With regard to completeness of the application, there has only been one decision so far, in a case called Top of the Tree Developments Inc., which one interpretation might be that the board will take a narrow reading of the legislation, says Ayres.

“In that decision, the board said that their reading of the legislation, and I agree with the board’s interpretation of the legislation, is that you have to set out in your official plan policies what it is that determines when an application is complete.
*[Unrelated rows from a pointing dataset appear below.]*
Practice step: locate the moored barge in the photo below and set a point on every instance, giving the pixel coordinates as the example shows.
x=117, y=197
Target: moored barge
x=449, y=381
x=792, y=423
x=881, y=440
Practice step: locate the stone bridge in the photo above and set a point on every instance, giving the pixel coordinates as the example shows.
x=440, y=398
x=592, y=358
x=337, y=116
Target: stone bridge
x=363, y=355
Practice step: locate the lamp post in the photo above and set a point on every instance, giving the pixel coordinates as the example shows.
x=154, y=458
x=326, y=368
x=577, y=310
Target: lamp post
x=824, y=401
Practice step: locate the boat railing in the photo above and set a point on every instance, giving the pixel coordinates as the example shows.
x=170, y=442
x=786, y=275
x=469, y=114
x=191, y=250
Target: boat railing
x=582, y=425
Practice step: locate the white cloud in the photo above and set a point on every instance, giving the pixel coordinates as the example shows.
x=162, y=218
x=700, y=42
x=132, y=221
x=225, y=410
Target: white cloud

You can’t just be dealing with it on an ad hoc basis,” he adds.

Longo says Bill 51 was a fundamental change for the board, but not many decisions have come out that directly address some of the significant changes it introduced.

“It’s somewhat of a holding pattern to see how all of these Bill 51issues are going to actually play out,” he says.
“We don’t know if the new language contained in 51 is having an appreciable difference in how the OMB approaches its task.”

At the moment, there is a three-month delay in getting hearing dates, which he says is great, as the wait to get hearing dates was six to nine months not too long ago.

But, as the bill put an emphasis on landowners and developers filing complete applications, he says there has been a change on how well-documented applications are becoming. Municipalities are now getting around to amending their official plans to stipulate what studies may be required to constitute a complete application, he says.

One potential worrying trend, says Longo, is the recent increase in the number of s. 43 review requests, which allows the board to rehear a matter before deciding it, or review a decision after it’s made.

There have been several court decisions that have come out recently, correcting the board on how the s. 43 process ought to operate, says Longo, and the board has felt the message of these cases, he adds. As a result, the board is currently working on revising the rules to clarify how it is going to handle the review process.

At the moment, things are status quo until everyone sees what policies are going to be put in place by municipalities as well as the new municipal board rules, says Ayres.